Fine particulate matter (PM 2.5) in Hanoi was over 11 times above safe levels defined by WHO on Friday morning, according to air quality monitoring site IQAir.
In these unhealthy conditions, people are advised to wear a mask outdoors, avoid outdoor exercise, keep windows closed and run an air purifier while indoors.
Why is air quality in northern Vietnam so bad?
Air pollution is a frequent problem in Vietnam, with the WHO estimating that it was linked to more than 60,000 premature deaths per year in the country in 2016. The problem stems from a number of sources including construction, heavy traffic, steel and cement production, and coal fired power plants.
In Hanoi, nearly 35 per cent of PM 2.5 comes from industry, including large power and industrial plants around the city, according to a 2020 report by the World Bank. About 25 per cent comes from transport – there are almost 8 million vehicles registered in Hanoi.
Ammonia emissions from livestock and fertiliser use account for 20 per cent of PM 2.5, 10 per cent comes from residential sources such as cooking with charcoal, and about 7 per cent comes from the burning of agricultural waste.
Following harvests, thick smog forms over the north of the country as farmers burn crop residue to prepare their fields for the next growing season. Although the practice has been banned, it remains widespread with regulations poorly implemented and few incentives to stop the time and cost-saving measure.
This is made worse by the burning of rubbish in and around the city.
Low rainfall in winter further degrades air quality in Hanoi, with temperature inversions from January to March trapping pollution close to the ground.
Wind patterns in December and January have also been found to transport pollutants from southern China megacities into Hanoi.
What is Hanoi doing to combat air pollution?
With a lack of regulations, pollution was on track to get worse in Hanoi.
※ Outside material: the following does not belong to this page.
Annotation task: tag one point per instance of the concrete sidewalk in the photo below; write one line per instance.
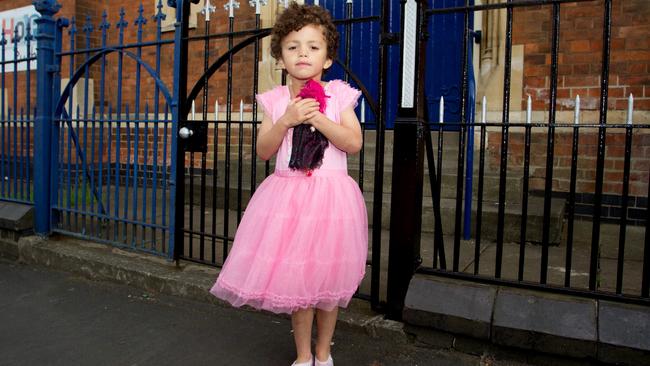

But more recently, Vietnam’s government has laid out plans to decarbonise.
Last May, it announced that the country would not develop new coal power plants after 2030 – though in 2020 there were plans to build 10 new plants in the northern region by the end of the decade.
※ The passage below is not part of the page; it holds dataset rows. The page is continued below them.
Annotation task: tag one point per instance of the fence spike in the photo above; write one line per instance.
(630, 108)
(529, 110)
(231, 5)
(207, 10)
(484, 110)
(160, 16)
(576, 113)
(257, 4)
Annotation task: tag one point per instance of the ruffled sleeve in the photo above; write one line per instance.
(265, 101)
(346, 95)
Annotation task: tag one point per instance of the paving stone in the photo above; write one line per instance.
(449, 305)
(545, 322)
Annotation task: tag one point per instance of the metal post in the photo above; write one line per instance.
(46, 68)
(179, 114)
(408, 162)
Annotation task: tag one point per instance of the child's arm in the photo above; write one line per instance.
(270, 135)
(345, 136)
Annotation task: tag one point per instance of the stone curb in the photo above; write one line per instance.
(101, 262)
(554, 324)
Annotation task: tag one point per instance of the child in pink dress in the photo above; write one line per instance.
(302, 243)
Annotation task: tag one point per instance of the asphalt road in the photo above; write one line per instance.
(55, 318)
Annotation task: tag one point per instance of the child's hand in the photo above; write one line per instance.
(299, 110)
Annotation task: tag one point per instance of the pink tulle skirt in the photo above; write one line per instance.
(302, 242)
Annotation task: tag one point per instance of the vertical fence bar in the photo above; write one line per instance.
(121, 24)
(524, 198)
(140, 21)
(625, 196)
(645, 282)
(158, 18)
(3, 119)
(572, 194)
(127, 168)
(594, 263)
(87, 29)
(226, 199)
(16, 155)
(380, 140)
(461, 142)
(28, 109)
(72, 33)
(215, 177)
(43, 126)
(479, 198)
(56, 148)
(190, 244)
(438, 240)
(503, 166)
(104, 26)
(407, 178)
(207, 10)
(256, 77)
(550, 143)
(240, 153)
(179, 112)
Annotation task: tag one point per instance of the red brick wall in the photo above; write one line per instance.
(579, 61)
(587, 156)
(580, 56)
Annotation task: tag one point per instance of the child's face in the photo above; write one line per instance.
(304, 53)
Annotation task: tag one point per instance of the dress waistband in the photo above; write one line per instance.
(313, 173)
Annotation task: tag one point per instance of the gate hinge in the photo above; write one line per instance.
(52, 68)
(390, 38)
Under the new plan, coal will represent 20 per cent of the country’s power mix by 2030, down from 50 per cent currently. $15.5 billion (€14.25b) in funding from the intergovernmental Just Energy Transition Partnership – co-led by the UK and the EU – will help towards Vietnam’s green transition.
Hydropower is the country’s second largest energy source, though drought in 2023 severely limited its production.
Hanoi is receiving support from the World Bank to adapt to climate change and reduce air pollution. The international financial institution has recommended measures to reduce greenhouse gas emissions, such as shifting away from coal power, reducing traffic congestion, reducing transport emissions, and improving farming and livestock practices.
Hanoi’s Department of Natural Resources and Environment also recently announced that it is working on policies to train rice farmers on reducing and repurposing waste rather than burning it.
Although Vietnam’s contribution to global greenhouse gas emissions is small, at 0.8 per cent, it is accelerating at one of the fastest rates in the world. Per capita CO2e emissions quadrupled from 0.79 tonnes in 2000 to 3.81 tonnes in 2018, according to the World Bank.